- Born: 3 March 1938 Freetown
- Died: 1990 (aged 51–52)
- Occupations: journalist, film director, novelist, poet, diplomat and activist.

= Gaston Bart-Williams =

Gaston Bart-Williams (1938–1990) was a Sierra Leonean journalist, film director, novelist, poet, diplomat and activist. He lived and worked mainly in Germany.

==Life==
Gaston Bart-Williams was born in Freetown on 3 March 1938 to Sierra Leone Creole parents. He was educated at the Prince of Wales School in Freetown and then Bo School in Bo. He founded the African Youth Cultural Society in 1958, and was Sierra Leone's delegate at the 1959 World Assembly of Youth in Bamako, Mali.

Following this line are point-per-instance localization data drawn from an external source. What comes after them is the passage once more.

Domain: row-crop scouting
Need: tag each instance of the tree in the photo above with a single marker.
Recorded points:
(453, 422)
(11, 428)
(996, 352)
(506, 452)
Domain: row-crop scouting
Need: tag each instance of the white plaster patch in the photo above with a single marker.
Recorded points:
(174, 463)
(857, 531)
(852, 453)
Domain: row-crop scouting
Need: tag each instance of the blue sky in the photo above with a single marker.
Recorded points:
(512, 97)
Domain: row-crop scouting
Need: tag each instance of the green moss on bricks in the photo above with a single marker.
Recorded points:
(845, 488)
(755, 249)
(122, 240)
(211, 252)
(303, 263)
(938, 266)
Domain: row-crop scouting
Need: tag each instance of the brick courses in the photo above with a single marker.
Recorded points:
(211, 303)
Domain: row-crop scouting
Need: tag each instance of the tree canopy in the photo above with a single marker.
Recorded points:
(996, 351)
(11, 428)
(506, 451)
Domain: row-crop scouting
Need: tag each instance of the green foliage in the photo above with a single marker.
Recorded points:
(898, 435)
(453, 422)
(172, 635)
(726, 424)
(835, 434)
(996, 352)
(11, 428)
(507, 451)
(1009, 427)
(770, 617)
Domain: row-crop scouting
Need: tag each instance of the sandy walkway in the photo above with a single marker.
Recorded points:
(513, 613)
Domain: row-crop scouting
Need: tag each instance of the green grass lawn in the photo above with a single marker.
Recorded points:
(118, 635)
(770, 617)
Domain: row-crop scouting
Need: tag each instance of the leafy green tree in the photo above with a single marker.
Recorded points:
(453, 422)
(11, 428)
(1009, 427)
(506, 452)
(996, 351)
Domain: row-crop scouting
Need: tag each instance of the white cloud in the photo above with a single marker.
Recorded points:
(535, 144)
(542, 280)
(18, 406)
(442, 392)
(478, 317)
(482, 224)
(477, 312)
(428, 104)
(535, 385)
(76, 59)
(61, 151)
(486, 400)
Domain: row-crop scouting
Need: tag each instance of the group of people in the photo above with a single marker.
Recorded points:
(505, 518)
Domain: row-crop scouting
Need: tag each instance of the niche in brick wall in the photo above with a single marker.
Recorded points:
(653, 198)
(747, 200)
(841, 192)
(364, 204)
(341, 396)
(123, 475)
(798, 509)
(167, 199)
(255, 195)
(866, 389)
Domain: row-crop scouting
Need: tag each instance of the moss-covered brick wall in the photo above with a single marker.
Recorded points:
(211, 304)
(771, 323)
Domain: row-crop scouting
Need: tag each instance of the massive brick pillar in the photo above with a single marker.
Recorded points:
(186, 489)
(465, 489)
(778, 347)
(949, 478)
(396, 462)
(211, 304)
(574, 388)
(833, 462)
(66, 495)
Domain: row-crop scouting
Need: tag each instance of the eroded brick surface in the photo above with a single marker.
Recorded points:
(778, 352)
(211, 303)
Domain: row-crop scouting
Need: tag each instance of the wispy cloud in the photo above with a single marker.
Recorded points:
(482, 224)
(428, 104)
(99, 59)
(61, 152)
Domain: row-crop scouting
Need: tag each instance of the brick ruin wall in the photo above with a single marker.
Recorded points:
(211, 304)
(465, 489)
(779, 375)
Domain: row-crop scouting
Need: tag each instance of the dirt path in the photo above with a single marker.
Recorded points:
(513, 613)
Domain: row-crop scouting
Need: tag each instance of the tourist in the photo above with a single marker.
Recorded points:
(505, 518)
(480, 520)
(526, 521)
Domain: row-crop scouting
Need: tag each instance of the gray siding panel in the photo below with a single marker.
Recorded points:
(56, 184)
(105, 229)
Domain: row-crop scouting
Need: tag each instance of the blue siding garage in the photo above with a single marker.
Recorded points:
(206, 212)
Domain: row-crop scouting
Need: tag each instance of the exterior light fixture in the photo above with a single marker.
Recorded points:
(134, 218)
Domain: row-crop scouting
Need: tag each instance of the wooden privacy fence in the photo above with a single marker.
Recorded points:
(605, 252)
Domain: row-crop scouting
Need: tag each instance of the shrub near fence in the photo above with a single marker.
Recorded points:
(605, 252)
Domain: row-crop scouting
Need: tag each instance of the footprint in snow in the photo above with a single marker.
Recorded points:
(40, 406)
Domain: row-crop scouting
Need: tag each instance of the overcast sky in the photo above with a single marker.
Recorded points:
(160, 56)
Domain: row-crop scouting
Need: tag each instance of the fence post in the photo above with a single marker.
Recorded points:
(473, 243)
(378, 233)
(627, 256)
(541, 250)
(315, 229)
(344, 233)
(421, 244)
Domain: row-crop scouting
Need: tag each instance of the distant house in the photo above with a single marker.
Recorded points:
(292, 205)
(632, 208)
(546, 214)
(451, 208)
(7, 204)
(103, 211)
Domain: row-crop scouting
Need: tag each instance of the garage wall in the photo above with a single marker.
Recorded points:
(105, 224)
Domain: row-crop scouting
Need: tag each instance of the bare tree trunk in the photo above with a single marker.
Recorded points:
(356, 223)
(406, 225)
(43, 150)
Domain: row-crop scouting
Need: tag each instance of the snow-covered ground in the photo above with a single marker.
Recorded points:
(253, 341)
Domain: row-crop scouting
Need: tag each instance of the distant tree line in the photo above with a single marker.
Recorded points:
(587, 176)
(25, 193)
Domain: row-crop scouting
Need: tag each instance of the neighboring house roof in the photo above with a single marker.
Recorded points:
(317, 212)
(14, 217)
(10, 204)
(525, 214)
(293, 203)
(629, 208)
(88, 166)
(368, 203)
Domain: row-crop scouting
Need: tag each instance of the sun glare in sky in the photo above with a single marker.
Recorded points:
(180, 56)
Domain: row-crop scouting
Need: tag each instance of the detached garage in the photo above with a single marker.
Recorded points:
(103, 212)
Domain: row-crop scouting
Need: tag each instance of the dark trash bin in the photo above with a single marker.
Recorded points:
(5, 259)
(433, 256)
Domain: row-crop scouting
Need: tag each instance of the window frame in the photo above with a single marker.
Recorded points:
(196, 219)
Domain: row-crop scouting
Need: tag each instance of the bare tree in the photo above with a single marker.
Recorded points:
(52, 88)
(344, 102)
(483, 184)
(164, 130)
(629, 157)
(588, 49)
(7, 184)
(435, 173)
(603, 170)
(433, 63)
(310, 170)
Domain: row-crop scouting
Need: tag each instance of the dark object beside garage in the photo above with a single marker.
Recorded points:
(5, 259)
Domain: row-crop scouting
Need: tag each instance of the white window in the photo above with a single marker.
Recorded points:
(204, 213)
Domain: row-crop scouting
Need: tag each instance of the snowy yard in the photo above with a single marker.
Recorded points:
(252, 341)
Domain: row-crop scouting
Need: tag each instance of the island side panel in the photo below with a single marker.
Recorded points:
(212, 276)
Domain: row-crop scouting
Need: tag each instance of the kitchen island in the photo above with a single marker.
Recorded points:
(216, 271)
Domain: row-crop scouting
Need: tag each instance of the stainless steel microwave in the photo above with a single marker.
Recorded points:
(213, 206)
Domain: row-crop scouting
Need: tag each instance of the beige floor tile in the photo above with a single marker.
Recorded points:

From 1961 to 1963, Bart-Williams studied theatre direction in the UK under Clifford Williams. He won the London Writers' Poetry Award in 1962, and the Michael Karolji International Award in 1963. In 1964, he won a cultural grant from the German London Embassy. He settled in Cologne, where he worked as a freelance writer and film director.

==Plays==
- A Bouquet of Carnations
- In Praise of Madness
- Uhuru

===Films===
- Zur Nacht, 1967
- Immer nur Mordgeschichten, 1968

==Personal life==
He is the father of German reggae singer Patrice Bart-Williams.